Rowing crews from the universities of Cambridge and Oxford competed in a Boat Race with a difference recently, to be screened on Channel 4 on Saturday night.

Rather than the four and a half miles of the Thames from Putney to Mortlake in sleek rowing eights, the crews rowed replica Viking longboats over 350 miles of the North Sea from Denmark to England.

For 300 years the Vikings plundered their way across Europe, striking fear into all those who encountered them.

Their revolutionary longships enabled them to dominate the northwest seaboard of Europe, and explore as far away as North America. This project sets out to discover what it was really like for these Scandinavian warriors crossing the cold and hostile North Sea.

The modern crews each have a 13-metre replica boat made to Viking designs, and there are nine rowers on board, including women on both teams. But while the boats may have been cutting-edge technology in the eighth century, they are a world away from their modern equivalents and the teams need to learn a completely new rowing technique.
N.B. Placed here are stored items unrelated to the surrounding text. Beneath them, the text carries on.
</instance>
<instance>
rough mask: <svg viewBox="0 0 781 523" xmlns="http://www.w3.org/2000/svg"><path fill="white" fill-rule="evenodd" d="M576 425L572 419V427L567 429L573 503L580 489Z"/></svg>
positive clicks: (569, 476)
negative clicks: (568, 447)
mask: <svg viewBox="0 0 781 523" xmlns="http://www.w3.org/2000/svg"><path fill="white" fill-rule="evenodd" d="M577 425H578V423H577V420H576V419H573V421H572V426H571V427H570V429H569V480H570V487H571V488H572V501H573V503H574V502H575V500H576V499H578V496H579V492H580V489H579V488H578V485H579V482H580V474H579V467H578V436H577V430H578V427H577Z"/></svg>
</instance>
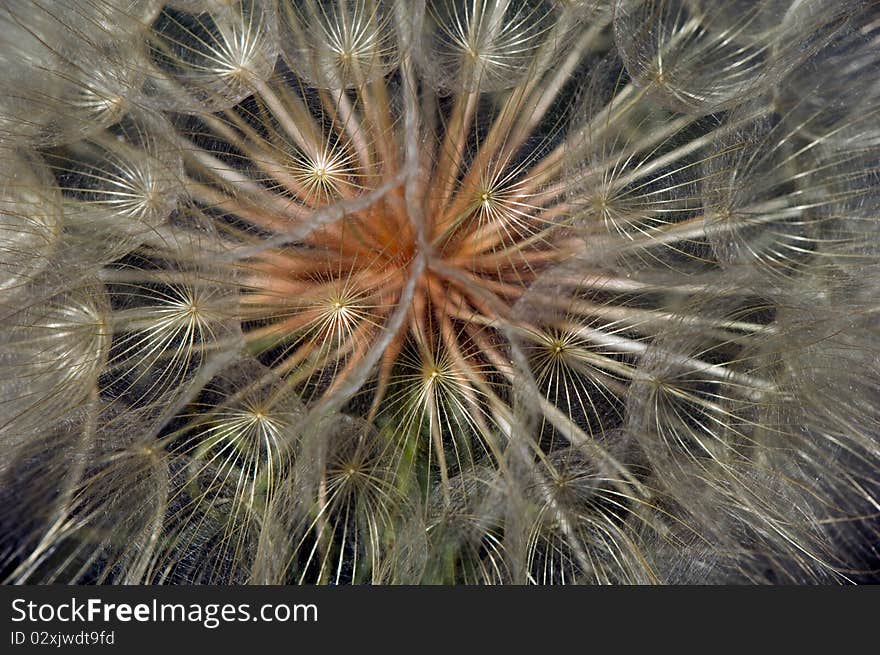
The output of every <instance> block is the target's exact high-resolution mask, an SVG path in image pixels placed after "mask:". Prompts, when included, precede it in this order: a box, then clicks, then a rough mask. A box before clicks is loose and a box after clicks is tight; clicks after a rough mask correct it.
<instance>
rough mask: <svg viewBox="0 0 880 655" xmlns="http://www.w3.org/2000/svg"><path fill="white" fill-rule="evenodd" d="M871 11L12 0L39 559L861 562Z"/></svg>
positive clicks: (807, 575) (497, 1) (865, 523)
mask: <svg viewBox="0 0 880 655" xmlns="http://www.w3.org/2000/svg"><path fill="white" fill-rule="evenodd" d="M44 5H45V6H44ZM105 5H106V6H105ZM842 5H843V6H842V7H836V8H829V7H824V6H822V3H813V2H789V1H788V0H760V1H758V2H748V3H740V2H736V3H724V2H720V1H715V0H614V1H613V2H605V1H598V0H587V1H577V2H555V1H554V2H550V1H544V0H503V1H502V0H467V1H460V0H430V1H428V2H414V3H409V2H403V1H399V0H387V1H386V0H348V1H338V2H337V1H335V0H326V1H324V0H321V1H319V0H279V1H278V2H274V1H273V2H258V1H256V0H230V1H225V0H224V1H222V2H221V1H216V0H176V1H174V2H169V3H162V2H158V1H155V2H154V1H145V2H126V3H104V2H88V3H80V2H74V3H73V4H71V5H70V7H69V8H61V9H59V10H58V12H59V13H58V15H57V16H56V15H55V14H54V13H53V12H52V10H51V7H49V6H48V5H46V4H45V3H38V6H37V7H36V9H38V10H39V11H35V13H33V14H32V15H28V13H27V12H26V11H24V10H23V9H22V8H21V7H20V6H19V5H18V4H14V6H13V5H10V8H8V9H4V10H3V12H4V13H2V14H0V19H2V20H3V21H5V23H4V25H6V24H8V26H9V29H8V30H7V31H6V32H5V33H4V35H3V36H2V37H0V62H3V63H7V64H9V67H10V70H11V71H12V77H11V79H13V80H19V79H24V78H22V77H21V74H22V71H23V70H24V68H22V66H23V63H22V62H24V63H26V64H27V65H28V66H32V67H34V70H36V71H37V73H35V74H34V75H33V79H32V80H27V83H22V85H21V87H22V88H21V90H20V93H18V94H17V95H15V94H10V93H5V94H3V97H2V98H0V139H2V140H3V147H4V148H7V146H8V152H9V153H10V156H9V158H8V159H7V160H4V161H5V162H7V163H5V164H4V165H2V166H0V216H2V223H0V290H2V291H3V292H4V293H5V294H6V297H4V298H3V299H0V310H2V312H0V319H2V320H3V321H4V326H5V327H7V328H8V329H5V330H4V331H3V334H4V336H3V337H2V338H0V372H3V373H4V374H3V375H2V376H0V378H2V382H0V418H2V420H0V437H2V438H3V439H5V442H4V443H5V444H7V445H8V447H9V461H10V462H12V464H11V465H10V466H9V467H5V468H3V469H2V471H0V474H2V478H0V491H2V493H3V494H5V495H4V496H3V498H2V500H4V501H7V500H8V501H9V502H7V503H6V506H7V507H9V508H10V509H8V510H5V511H4V513H0V521H2V522H3V525H4V526H5V525H7V524H8V525H10V526H24V527H17V528H16V529H15V530H13V531H10V534H11V535H13V536H12V537H10V539H11V541H8V543H7V542H3V543H2V548H3V550H2V551H0V552H3V553H4V558H5V560H4V561H5V564H4V566H5V568H4V570H5V571H7V572H8V573H7V576H8V579H9V580H10V581H15V582H26V581H35V580H36V581H56V580H58V581H62V580H63V581H98V582H117V583H133V582H179V581H182V582H205V583H217V582H232V583H247V582H260V583H278V582H292V583H302V582H320V583H333V584H341V583H361V582H372V583H380V582H410V583H413V582H446V583H448V582H452V583H458V582H466V583H471V582H481V583H503V582H520V583H522V582H528V583H536V584H549V583H585V582H590V583H646V582H651V583H653V582H668V581H677V580H679V576H682V575H691V576H695V577H694V578H692V581H703V580H705V579H709V578H711V576H714V575H722V574H724V575H726V576H727V578H729V579H731V580H737V581H741V580H749V581H774V580H785V581H796V582H801V581H825V580H837V581H847V580H850V579H853V578H854V577H857V574H854V573H853V571H855V570H856V569H857V567H859V566H862V567H863V568H865V567H867V566H868V561H869V560H870V556H869V555H868V554H866V553H867V550H865V549H864V548H862V547H861V546H860V545H859V544H857V543H855V542H856V541H857V538H856V537H855V536H854V535H855V534H858V533H860V532H864V531H870V530H872V529H875V527H876V526H874V525H873V524H872V523H871V520H870V519H865V518H864V517H866V516H869V515H870V511H871V510H870V507H871V506H873V505H876V501H875V500H874V499H875V498H876V494H877V488H876V482H874V479H875V478H876V476H875V475H874V473H875V472H876V467H877V457H876V453H877V448H876V439H877V434H878V433H877V429H876V427H877V422H876V416H875V414H876V412H875V411H874V410H873V406H872V404H871V402H872V399H873V397H874V395H876V394H875V392H876V388H877V383H876V374H877V371H876V361H875V360H876V357H875V355H874V353H875V352H876V349H877V348H876V346H877V344H876V343H875V342H876V338H875V332H876V331H875V330H874V327H876V326H875V325H874V322H875V321H874V316H875V314H876V309H875V308H876V290H877V285H876V282H877V280H878V276H877V266H876V254H877V250H876V246H874V245H872V244H873V243H875V242H876V238H875V237H876V233H877V230H876V228H875V227H874V225H875V223H876V218H877V200H878V194H877V193H876V182H877V174H876V168H877V161H880V159H878V152H877V149H878V148H877V146H878V143H880V141H878V139H877V138H876V135H877V130H876V127H877V124H878V112H877V110H876V107H873V106H872V105H871V99H872V98H874V96H875V94H873V93H872V92H871V89H873V86H872V84H871V83H870V80H871V79H873V77H875V76H876V75H873V70H874V68H876V66H873V67H872V62H875V59H876V57H875V55H874V54H873V52H874V50H873V49H872V48H873V46H874V45H876V44H875V41H876V34H875V33H876V25H877V16H876V7H875V6H873V3H869V2H862V1H860V0H847V2H845V3H842ZM22 6H23V5H22ZM778 16H783V18H782V19H781V20H779V19H778ZM68 18H70V19H71V21H72V22H71V26H70V27H66V26H65V25H66V24H65V23H64V22H63V21H64V20H67V19H68ZM8 35H11V36H8ZM129 41H130V43H131V45H130V48H129V47H128V42H129ZM129 50H130V52H128V51H129ZM92 51H94V52H95V53H96V54H95V57H96V61H98V62H99V65H96V66H94V67H93V68H94V69H95V70H91V69H90V67H88V66H87V65H86V63H87V57H86V54H85V53H87V52H92ZM17 62H18V63H17ZM837 75H840V77H841V80H843V81H845V83H846V84H852V83H853V81H854V80H856V81H858V83H859V84H862V82H861V80H863V79H867V80H868V81H866V82H865V83H864V87H865V89H866V93H865V94H864V98H865V100H864V101H862V100H860V99H858V98H854V97H853V96H854V94H853V93H850V92H844V91H843V90H841V89H842V86H841V85H842V84H843V83H842V82H841V83H836V81H835V76H837ZM805 78H813V79H814V80H815V84H813V85H812V86H811V83H810V82H809V81H805ZM825 85H828V86H829V88H834V89H836V91H837V92H838V93H839V95H840V96H841V98H842V99H830V98H829V97H828V89H826V88H823V86H825ZM844 86H845V85H844ZM0 87H2V89H0V90H3V91H10V90H13V89H14V85H13V86H9V85H8V84H6V85H3V84H0ZM856 95H858V94H856ZM59 108H64V110H65V111H60V110H59ZM65 112H66V113H67V114H69V116H66V115H65ZM872 330H873V331H872ZM835 358H840V359H841V361H845V362H846V363H847V369H848V370H847V371H844V372H837V373H829V371H831V370H832V365H833V361H834V360H835ZM823 379H824V380H831V381H834V385H833V386H834V388H833V389H828V388H827V387H828V385H825V386H824V387H823V386H822V384H820V380H823ZM820 388H823V389H825V391H820ZM872 394H873V395H872ZM795 426H800V427H795ZM16 467H18V468H19V469H20V470H21V471H23V472H25V473H23V475H22V476H21V479H20V480H15V479H13V477H14V476H12V475H11V474H9V475H7V473H8V471H12V470H14V469H15V468H16ZM38 488H39V489H38ZM126 489H136V490H137V493H136V494H132V493H130V492H128V493H126ZM47 490H55V491H47ZM17 499H23V500H22V501H21V502H19V501H18V500H17ZM872 503H873V505H872ZM19 508H20V509H19ZM27 512H30V513H31V514H32V516H31V518H28V519H27V521H23V520H21V518H20V514H22V513H27ZM115 524H118V525H119V526H120V527H119V528H114V525H115ZM114 531H116V532H118V534H117V533H116V532H114ZM13 541H14V542H15V543H13ZM694 553H697V554H698V555H699V561H698V563H699V564H700V566H697V565H694V566H690V567H687V566H683V565H681V561H682V560H683V559H686V558H688V557H697V556H696V555H694ZM695 561H697V560H695ZM767 571H770V573H767ZM858 575H861V574H858ZM699 576H704V577H703V578H700V577H699Z"/></svg>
The 21st-century Vikings also spend time in a "living village" to understand the society from which these people came, and experts help to dispel some of the myths associated with them.

Since the making of this programme, one of the contributors, Steven Stuart, a rower for Cambridge, has been tragically killed in a traffic accident. His family have approved transmission of the programme.

The programme can be seen on Channel 4 on Saturday 22 July at 7.05pm.